Report author Tim Leunig last year concluded that big, well-connected, high-skilled cities in the South East are always going to have an edge over smaller, more peripheral towns and cities in the North. One year on, the impact of the recession is bearing that out - unemployment has increased most sharply in smaller cities like Hull and Barnsley, while London has been less badly hit than expected. But the North-South split in Leunig's report hasn't fully materialised - cities like Milton Keynes and Swindon have both been hit hard by rising unemployment.
Leunig also questioned the impact of regeneration over the last decade, saying that it had failed to narrow the inequality between Northern and South-East cities. He said: "We need to accept that we cannot guarantee to regenerate every town and every city that has fallen behind."
Most controversially, Leunig called for more internal migration from declining cities like Liverpool to more prosperous cities like Cambridge: "If we really want to give people in Liverpool, Sunderland and so on the opportunities that people in most parts of the south-east take for granted, we need to let many of them move to the south-east." Ouch.
My colleague Adam Marshall gave our response to the Policy Exchange report last August. We agreed with a lot of it, like devolving regeneration funds, but we took issue with the bit about moving from Liverpool to Cambridge.
Today, Jonathan Guthrie has some sympathy for Leunig - who was pilloried in Liverpool last year. Guthrie agrees there should be more internal migration. He says that our welfare and housing system restricts labour mobility (true), and suggests that some regeneration funding should be turned into relocation grants for those that want to move cities (unlikely).
This is all very difficult for elected city leaders. As I say in Jonathan's piece: "Local representatives have difficulty finding the realism to tell the story of places in managed decline." Cities with declining populations and underperforming economies - like Stoke - find it hard to accept they may never rediscover strong growth.

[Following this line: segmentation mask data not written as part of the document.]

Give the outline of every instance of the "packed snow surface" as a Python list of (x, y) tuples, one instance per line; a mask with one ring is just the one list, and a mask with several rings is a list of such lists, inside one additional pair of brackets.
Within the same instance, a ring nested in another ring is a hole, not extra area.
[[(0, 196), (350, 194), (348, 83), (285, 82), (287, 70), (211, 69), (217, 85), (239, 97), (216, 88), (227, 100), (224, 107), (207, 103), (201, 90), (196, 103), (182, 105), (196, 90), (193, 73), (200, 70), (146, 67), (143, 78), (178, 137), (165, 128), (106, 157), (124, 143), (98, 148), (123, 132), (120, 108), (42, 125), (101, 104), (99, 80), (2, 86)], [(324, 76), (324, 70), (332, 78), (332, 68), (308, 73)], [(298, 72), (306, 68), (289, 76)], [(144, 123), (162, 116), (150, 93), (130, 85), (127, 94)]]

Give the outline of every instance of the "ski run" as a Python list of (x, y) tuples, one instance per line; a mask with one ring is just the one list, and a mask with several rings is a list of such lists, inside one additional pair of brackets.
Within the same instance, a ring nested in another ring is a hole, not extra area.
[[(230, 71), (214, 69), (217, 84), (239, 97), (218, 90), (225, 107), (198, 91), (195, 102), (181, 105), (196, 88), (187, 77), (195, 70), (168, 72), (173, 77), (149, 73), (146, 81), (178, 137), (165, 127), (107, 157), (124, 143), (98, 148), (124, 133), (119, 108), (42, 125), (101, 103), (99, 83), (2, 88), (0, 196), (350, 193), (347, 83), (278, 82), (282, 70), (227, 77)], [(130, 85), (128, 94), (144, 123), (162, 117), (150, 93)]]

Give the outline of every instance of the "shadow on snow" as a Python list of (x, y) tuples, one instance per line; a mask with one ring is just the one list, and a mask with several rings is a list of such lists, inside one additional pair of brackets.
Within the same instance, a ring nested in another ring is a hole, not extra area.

We can't give up on these places, but we should encourage them to be totally honest about their prospects. Cities like Barnsley and Wigan also need to work much more collaboratively with their neighbouring larger cities - Leeds and Sheffield, Manchester and Liverpool. And as I said yesterday, we need to focus increasingly scarce regeneration funds on the Stokes and Barnsleys much more effectively than we have in the past.